For a Federal agency that has worked up a good proposal, but needs a little more fine-tuning to close the deal, Hartman offered a wealth of practical advice.
“First and foremost, we’d like to see a level of specificity that aligns to something that has been communicated as a gap or an administration priority,” Hartman replied when asked for advice about what can clinch a proposal.
“In terms of a little bit more granular advice after reading through many, many dozens of these over the last several months, I would say the most effective proposals are those that clearly illustrate the impact that the effort will make, with bonus points if an agency is focusing on a citizen-facing or public-facing service,” he said. “That has always been a core principle of the TMF, and it remains one.”

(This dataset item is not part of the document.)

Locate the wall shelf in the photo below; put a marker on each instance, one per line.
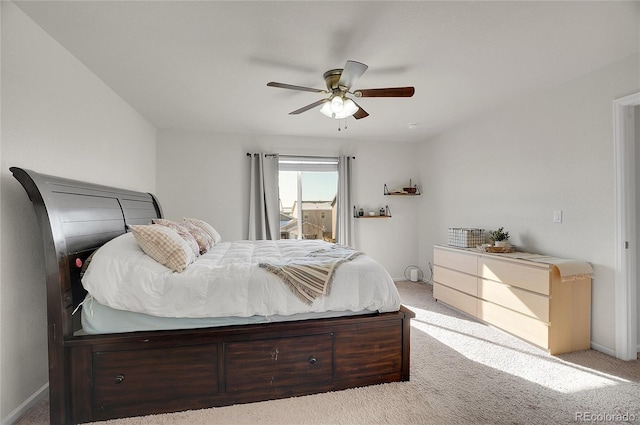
(373, 216)
(403, 191)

“A second key area for getting the TMF board to buy in early on is that an agency and its CIO shop has gotten buy-in from a business sponsor before submitting a proposal,” he said. “There are times that the CIO has brought the business sponsor to the TMF pitch to help make that formal pitch, and to speak to the business need and express their commitment to the proposal’s success.”
“Finally – and this is fairly basic – but convince the board that you will be successful,” Hartman advised.
“We are not inclined to fund proposals, the success of which remains in doubt” to the person who has made the proposal, he said. “So make it tight, make it concise, show where you are going to be able to make early wins and get some early successes, gain momentum and build on that momentum.”
“There really is a personality piece of this,” Hartman emphasized. “If the folks who come in show that they’re prepared, [and] that they have a plan … they have resilience, and they have done work like this in the past, [they] are more likely to be funded than those who don’t come prepared.”